Food and Drug Administration 9200 Corporate Blvd. Rockville MD 20850

AUG - 7 2006

MedChannel, LLC % Mr. Frederick Tobia Regulatory Consultant 55 Worcester Street, #3 BOSTON MA 02118

Re: K061831

Trade/Device Name: MedChannel HTS System Regulation Number: 21 CFR 892.1550 Regulation Name: Ultrasonic pulsed doppler imaging system Regulatory Class: II Product Code: IYN Dated: June 27, 2006 Received: June 29, 2006

Dear Mr. Tobia:

We have reviewed your Section 510(k) premarket notification of intent to market the device referenced above and have determined the device is substantially equivalent (for the indications for use stated in the enclosure) to legally marketed predicate devices marketed in interstate commerce prior to May 28, 1976, the enactment date of the Medical Device Amendments, or to devices that have been reclassified in accordance with the provisions of the Federal Food, Drug, and Cosmetic Act (Act) that do not require approval of a premarket approval application (PMA). You may, therefore, market the device, subject to the general controls provisions of the Act. The general controls provisions of the Act include requirements for annual registration, listing of devices, good manufacturing practice, labeling, and prohibitions against misbranding and adulteration.

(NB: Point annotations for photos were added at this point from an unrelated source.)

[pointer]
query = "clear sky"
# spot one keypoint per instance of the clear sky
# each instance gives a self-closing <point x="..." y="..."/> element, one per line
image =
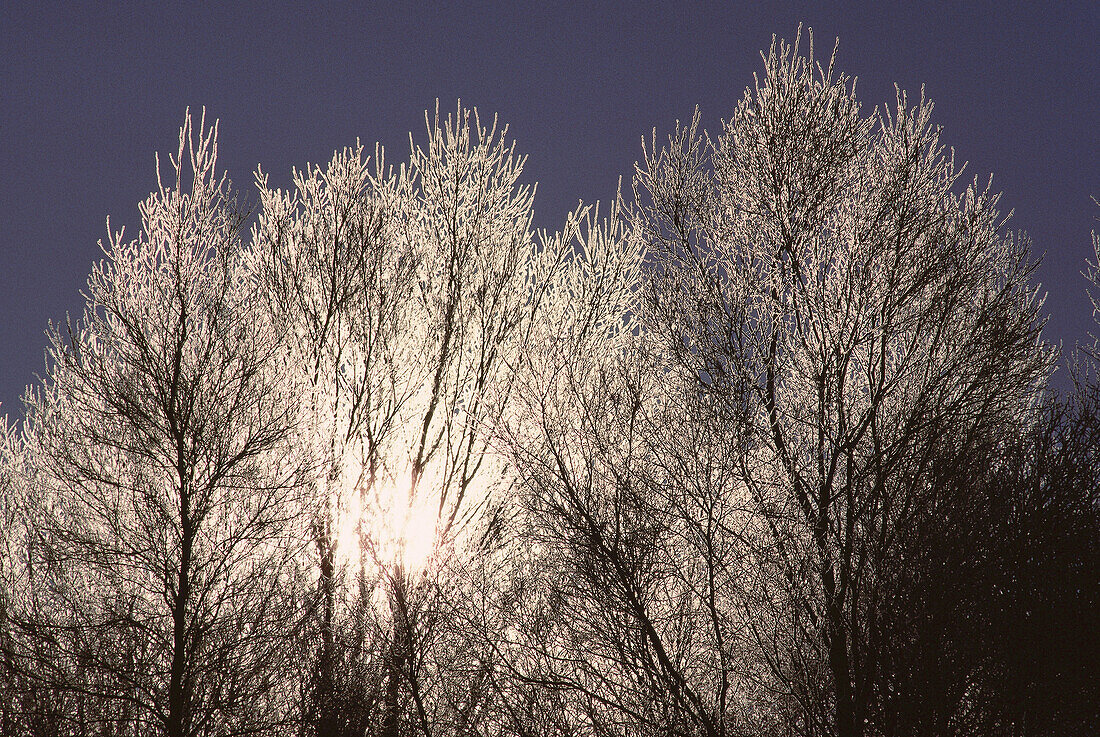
<point x="89" y="91"/>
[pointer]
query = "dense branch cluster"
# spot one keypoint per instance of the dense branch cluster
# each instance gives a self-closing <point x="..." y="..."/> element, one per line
<point x="766" y="448"/>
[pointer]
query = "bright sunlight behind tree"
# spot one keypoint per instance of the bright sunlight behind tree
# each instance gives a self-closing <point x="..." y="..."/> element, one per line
<point x="763" y="447"/>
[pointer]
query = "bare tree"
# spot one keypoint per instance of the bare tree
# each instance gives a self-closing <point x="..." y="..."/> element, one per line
<point x="850" y="319"/>
<point x="157" y="441"/>
<point x="409" y="299"/>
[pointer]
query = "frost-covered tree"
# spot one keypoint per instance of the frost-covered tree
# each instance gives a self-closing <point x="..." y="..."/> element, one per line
<point x="156" y="443"/>
<point x="856" y="322"/>
<point x="410" y="301"/>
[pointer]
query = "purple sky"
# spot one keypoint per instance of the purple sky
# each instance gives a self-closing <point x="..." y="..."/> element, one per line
<point x="88" y="94"/>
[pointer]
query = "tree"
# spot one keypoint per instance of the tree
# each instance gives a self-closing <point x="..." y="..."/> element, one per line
<point x="409" y="300"/>
<point x="828" y="328"/>
<point x="855" y="322"/>
<point x="157" y="441"/>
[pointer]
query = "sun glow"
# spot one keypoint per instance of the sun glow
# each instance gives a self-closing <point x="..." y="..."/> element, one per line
<point x="397" y="526"/>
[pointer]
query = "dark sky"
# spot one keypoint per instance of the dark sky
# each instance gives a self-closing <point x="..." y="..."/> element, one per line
<point x="88" y="92"/>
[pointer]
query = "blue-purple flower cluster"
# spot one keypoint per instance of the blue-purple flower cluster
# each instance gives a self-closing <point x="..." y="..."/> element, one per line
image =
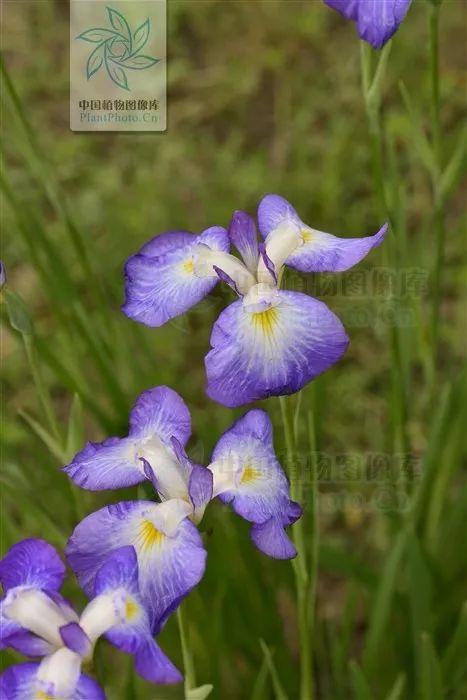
<point x="136" y="560"/>
<point x="270" y="342"/>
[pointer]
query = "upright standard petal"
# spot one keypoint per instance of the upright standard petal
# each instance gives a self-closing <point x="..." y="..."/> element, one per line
<point x="313" y="251"/>
<point x="242" y="233"/>
<point x="258" y="488"/>
<point x="32" y="562"/>
<point x="272" y="352"/>
<point x="162" y="412"/>
<point x="378" y="20"/>
<point x="160" y="286"/>
<point x="171" y="557"/>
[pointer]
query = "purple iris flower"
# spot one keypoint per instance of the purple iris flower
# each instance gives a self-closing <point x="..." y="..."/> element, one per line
<point x="269" y="342"/>
<point x="37" y="621"/>
<point x="160" y="425"/>
<point x="376" y="20"/>
<point x="248" y="475"/>
<point x="171" y="557"/>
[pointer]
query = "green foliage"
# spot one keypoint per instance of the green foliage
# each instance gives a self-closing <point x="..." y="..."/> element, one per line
<point x="283" y="114"/>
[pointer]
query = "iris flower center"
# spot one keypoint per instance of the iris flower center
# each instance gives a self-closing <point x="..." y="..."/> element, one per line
<point x="149" y="536"/>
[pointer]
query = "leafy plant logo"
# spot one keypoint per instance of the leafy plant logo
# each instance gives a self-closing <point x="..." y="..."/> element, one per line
<point x="118" y="49"/>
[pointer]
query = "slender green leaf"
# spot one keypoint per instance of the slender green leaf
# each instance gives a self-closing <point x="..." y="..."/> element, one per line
<point x="18" y="314"/>
<point x="431" y="680"/>
<point x="49" y="441"/>
<point x="454" y="661"/>
<point x="361" y="687"/>
<point x="199" y="693"/>
<point x="397" y="689"/>
<point x="75" y="434"/>
<point x="279" y="691"/>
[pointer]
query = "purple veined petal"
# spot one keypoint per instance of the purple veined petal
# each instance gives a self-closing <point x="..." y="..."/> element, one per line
<point x="378" y="20"/>
<point x="347" y="8"/>
<point x="271" y="538"/>
<point x="261" y="488"/>
<point x="242" y="233"/>
<point x="323" y="252"/>
<point x="274" y="210"/>
<point x="200" y="489"/>
<point x="32" y="562"/>
<point x="185" y="462"/>
<point x="268" y="264"/>
<point x="152" y="664"/>
<point x="110" y="464"/>
<point x="274" y="352"/>
<point x="120" y="570"/>
<point x="160" y="411"/>
<point x="224" y="277"/>
<point x="318" y="251"/>
<point x="170" y="565"/>
<point x="25" y="642"/>
<point x="160" y="288"/>
<point x="20" y="682"/>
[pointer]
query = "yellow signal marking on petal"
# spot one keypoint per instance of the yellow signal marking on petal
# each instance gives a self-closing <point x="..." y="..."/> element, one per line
<point x="265" y="321"/>
<point x="249" y="474"/>
<point x="131" y="609"/>
<point x="188" y="267"/>
<point x="149" y="536"/>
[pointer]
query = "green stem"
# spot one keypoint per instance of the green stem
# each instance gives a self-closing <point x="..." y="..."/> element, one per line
<point x="438" y="210"/>
<point x="303" y="582"/>
<point x="188" y="663"/>
<point x="371" y="88"/>
<point x="42" y="392"/>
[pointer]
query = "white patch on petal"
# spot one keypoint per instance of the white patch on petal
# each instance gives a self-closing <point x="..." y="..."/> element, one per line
<point x="280" y="243"/>
<point x="36" y="612"/>
<point x="170" y="477"/>
<point x="59" y="673"/>
<point x="104" y="612"/>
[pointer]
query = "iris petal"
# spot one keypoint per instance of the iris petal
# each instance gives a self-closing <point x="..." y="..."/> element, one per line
<point x="273" y="352"/>
<point x="162" y="412"/>
<point x="242" y="233"/>
<point x="318" y="251"/>
<point x="32" y="562"/>
<point x="170" y="565"/>
<point x="259" y="490"/>
<point x="160" y="287"/>
<point x="377" y="20"/>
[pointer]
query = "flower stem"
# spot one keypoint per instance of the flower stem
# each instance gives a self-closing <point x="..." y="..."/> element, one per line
<point x="304" y="582"/>
<point x="438" y="211"/>
<point x="371" y="88"/>
<point x="188" y="663"/>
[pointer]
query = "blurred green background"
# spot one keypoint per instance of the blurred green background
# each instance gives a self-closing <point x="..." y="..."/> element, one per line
<point x="263" y="97"/>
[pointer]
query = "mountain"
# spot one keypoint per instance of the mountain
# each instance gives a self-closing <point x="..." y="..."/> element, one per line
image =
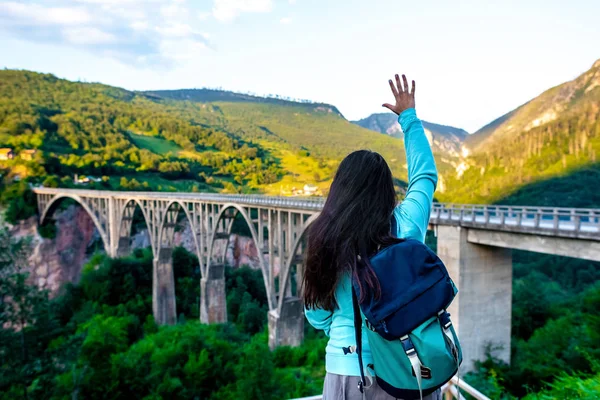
<point x="551" y="136"/>
<point x="204" y="140"/>
<point x="565" y="99"/>
<point x="214" y="95"/>
<point x="446" y="139"/>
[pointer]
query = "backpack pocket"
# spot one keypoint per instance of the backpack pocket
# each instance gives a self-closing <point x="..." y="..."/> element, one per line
<point x="394" y="371"/>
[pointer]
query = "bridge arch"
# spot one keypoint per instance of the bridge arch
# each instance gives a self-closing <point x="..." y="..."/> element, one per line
<point x="57" y="199"/>
<point x="164" y="291"/>
<point x="285" y="272"/>
<point x="124" y="225"/>
<point x="241" y="211"/>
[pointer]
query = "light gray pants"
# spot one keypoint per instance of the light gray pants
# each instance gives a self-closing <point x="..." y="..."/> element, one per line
<point x="343" y="387"/>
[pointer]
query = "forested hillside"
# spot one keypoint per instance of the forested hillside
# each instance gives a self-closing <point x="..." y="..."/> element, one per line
<point x="446" y="140"/>
<point x="551" y="136"/>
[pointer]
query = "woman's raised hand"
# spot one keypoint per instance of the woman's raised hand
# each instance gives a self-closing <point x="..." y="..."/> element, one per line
<point x="405" y="98"/>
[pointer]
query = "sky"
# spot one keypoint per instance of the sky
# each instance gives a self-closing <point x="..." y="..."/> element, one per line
<point x="473" y="61"/>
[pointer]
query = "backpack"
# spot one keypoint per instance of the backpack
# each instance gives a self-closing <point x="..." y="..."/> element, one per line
<point x="413" y="343"/>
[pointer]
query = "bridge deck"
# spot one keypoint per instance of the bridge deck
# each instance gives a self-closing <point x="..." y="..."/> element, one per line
<point x="558" y="222"/>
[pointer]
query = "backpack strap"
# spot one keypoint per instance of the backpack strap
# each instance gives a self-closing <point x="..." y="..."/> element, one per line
<point x="358" y="335"/>
<point x="394" y="224"/>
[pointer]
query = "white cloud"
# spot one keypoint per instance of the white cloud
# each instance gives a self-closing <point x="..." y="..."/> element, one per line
<point x="157" y="32"/>
<point x="34" y="14"/>
<point x="228" y="10"/>
<point x="139" y="25"/>
<point x="83" y="36"/>
<point x="203" y="15"/>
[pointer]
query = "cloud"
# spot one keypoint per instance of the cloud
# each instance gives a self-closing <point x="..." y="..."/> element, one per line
<point x="83" y="36"/>
<point x="140" y="32"/>
<point x="228" y="10"/>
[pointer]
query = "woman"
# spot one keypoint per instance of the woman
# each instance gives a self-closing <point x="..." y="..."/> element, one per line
<point x="357" y="215"/>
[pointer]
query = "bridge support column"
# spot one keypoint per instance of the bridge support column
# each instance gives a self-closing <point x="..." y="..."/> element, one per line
<point x="287" y="328"/>
<point x="124" y="247"/>
<point x="163" y="288"/>
<point x="213" y="303"/>
<point x="481" y="313"/>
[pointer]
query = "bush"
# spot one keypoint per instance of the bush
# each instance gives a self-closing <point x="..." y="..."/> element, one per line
<point x="47" y="231"/>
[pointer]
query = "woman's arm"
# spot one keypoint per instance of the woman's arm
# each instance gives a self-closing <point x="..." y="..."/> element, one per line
<point x="413" y="213"/>
<point x="319" y="319"/>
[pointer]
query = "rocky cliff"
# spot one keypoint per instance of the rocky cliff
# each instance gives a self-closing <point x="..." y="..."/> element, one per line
<point x="59" y="260"/>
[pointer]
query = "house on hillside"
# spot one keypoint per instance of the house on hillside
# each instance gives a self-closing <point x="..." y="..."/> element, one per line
<point x="311" y="190"/>
<point x="28" y="155"/>
<point x="6" y="153"/>
<point x="83" y="180"/>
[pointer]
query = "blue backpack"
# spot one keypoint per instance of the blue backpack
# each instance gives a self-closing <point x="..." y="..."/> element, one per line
<point x="413" y="343"/>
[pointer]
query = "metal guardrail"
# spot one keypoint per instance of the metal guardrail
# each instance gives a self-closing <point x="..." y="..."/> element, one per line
<point x="564" y="222"/>
<point x="451" y="390"/>
<point x="551" y="221"/>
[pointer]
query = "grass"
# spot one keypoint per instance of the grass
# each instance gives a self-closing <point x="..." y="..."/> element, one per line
<point x="155" y="144"/>
<point x="155" y="183"/>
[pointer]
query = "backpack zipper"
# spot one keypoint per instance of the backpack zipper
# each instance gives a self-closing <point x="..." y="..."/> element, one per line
<point x="384" y="327"/>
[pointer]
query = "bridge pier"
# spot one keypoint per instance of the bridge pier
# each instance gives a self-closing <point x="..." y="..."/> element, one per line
<point x="163" y="288"/>
<point x="124" y="247"/>
<point x="287" y="328"/>
<point x="213" y="303"/>
<point x="481" y="313"/>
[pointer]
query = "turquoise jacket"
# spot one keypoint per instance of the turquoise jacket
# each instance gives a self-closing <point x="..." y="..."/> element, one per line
<point x="412" y="216"/>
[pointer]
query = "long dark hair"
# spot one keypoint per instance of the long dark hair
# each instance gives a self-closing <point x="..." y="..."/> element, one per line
<point x="355" y="221"/>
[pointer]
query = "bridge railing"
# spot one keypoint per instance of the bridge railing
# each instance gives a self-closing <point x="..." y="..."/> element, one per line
<point x="578" y="222"/>
<point x="452" y="390"/>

If your device is classified (see above) into either class II (Special Controls) or class III (Premarket Approval), it may be subject to such additional controls. Existing major regulations affecting your device can be found in the Code of Federal Regulations, Title 21, Parts 800 to 898. In addition, FDA may publish further announcements concerning your device in the Federal Register.

Image /page/2/Picture/10 description: The image shows a circular logo with the letters "FDA" in bold at the center. Above the letters, the years "1906-2006" are printed. Below the letters, the word "Centennial" is written in cursive. Three stars are placed below the word "Centennial". The text "...in the service of the nation..." is printed around the circle.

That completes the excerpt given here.